Alors que Walm extirpait ces mots en revivant un pénible souvenir, Fliug laissa transparaître un profond regret.
« Ce ver maudit a saccagé l'intérieur du château, et nous n'avons pas réussi à retrouver le Gardien parmi les décombres. C'est une histoire pitoyable. Même si le temps était compté, nous pensions qu'il était mort... Après que le Gardien ait ouvert une issue, nous nous sommes réfugiés à Selta sous les ordres du général Justus, car c'était le seul endroit où l'appareil de communication magique fonctionnait encore. Cette terre est une forteresse naturelle, et mis à part Dandurg, c'était la seule zone de survie humaine qui restait dans les environs. »
Une réponse d'une simplicité frappante. Eux, sous le commandement du général Justus, s'étaient dirigés vers le territoire de Selta à Myard, dans la direction exactement opposée. Il n'y avait aucun moyen que Walm, qui avait foncé droit vers la mère patrie, puisse en trouver la trace. La conquête de Selta avait été jugée si coûteuse en vies — même pour l'ancienne armée du front de Felius menée par le dieu de la guerre Gerald Berger — qu'on avait opté pour la diplomatie et l'affaiblissement par la faim. Le terrain du territoire de Selta, tel que Walm l'avait ouï-dire pendant la guerre, était une place forte naturelle par excellence. La base de la péninsule qui s'avance dans le vaste lac est bordée de montagnes à pic qui courent jusqu'aux deux rives, et la crête fait office de rempart naturel. Pour prendre Selta, il fallait soit faire tomber la gorge solidement fortifiée, soit vaincre en bataille navale la marine de Selta, réputée comme l'élite du nord, et débarquer par le lac. Walm comprenait qu'on puisse y repousser non seulement les hommes, mais aussi les hordes de monstres.
« Après l'apaisement de la Grande Ruée, un certain nombre de personnes se sont naturalisées dans le territoire de Selta à Myard, mais plus de la moitié des soldats sont rentrés à Highserk. La raison pour laquelle je suis parti à la recherche du Gardien Walm, c'est pour demander son retour au pays. Heureusement, j'avais une lettre de recommandation du vicomte Edgar. Et cette fois-ci, j'ai entendu dire que le Gardien avait œuvré pour la défense de Belgana. Grâce à cela, le marquis Trio Borghia a accepté de bon gré... »
Walm coupa la parole à Fliug d'un geste de la main. Il s'efforçait d'assimiler le contenu, mais sa compréhension ne suivait pas.
« Attends, je ne saisis pas le fil. Tu as parlé de retour ? »

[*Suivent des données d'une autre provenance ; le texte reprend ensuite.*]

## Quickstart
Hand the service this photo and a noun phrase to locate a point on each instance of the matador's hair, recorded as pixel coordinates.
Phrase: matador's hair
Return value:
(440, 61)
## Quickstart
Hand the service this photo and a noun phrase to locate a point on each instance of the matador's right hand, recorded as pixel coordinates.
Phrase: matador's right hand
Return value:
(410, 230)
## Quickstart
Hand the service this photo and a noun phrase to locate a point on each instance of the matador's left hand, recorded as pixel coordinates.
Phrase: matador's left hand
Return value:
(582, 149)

Face à Walm désemparé, Fliug commença à expliquer la situation.
« Oui, le retour au pays. L'Empire de Highserk a perdu Sa Majesté l'Empereur, la famille impériale et la moitié de son territoire, et s'est effondré. En surface, des seigneurs de guerre lèvent des armées un peu partout. La réalité, c'est que les armées des fronts est et sud qui subsistent sont liées sous la bannière du fils survivant de l'Empereur. Vous devez connaître la mine d'argent magique de Caroralaya ; l'argent magique qu'elle produit sert de fonds pour tenter de relever le pays en tant que nation. Mais Liberitoa l'a flairé et la situation est critique — le jour d'une nouvelle guerre n'est pas loin. »

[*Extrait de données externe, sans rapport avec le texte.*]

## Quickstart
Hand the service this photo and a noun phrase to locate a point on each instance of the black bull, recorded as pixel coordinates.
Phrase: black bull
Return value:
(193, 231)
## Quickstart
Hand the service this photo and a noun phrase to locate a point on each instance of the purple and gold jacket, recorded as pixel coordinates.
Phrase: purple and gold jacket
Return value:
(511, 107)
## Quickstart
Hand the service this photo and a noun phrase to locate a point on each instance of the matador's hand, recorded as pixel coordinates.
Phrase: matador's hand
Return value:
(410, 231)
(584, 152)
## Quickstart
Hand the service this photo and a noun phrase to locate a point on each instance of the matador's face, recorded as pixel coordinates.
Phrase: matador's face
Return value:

Pendant que Walm se noiait dans l'alcool et détournait les yeux de la réalité, l'ancienne armée du front sud avait développé la mine d'argent magique de Caroralaya. Il savait, depuis le conflit avec le vicomte Edgar et la famille du comte Meisenav, qu'une faction tentait de se relever. Mais que les armées résiduelles des différents fronts soient unies par une volonté unique et tentent de se reconstruire en nation sous la bannière du prince impérial, c'était une nouvelle qui tombait du ciel. Un an s'était écoulé depuis que Walm avait accompli son rôle de soldat de l'Empire de Highserk. L'influence sur lui n'était pas mince. Dans la ville-labyrinthe de Belgana, loin de sa patrie, il avait peu à peu commencé à trouver un endroit qu'il pouvait appeler sa place.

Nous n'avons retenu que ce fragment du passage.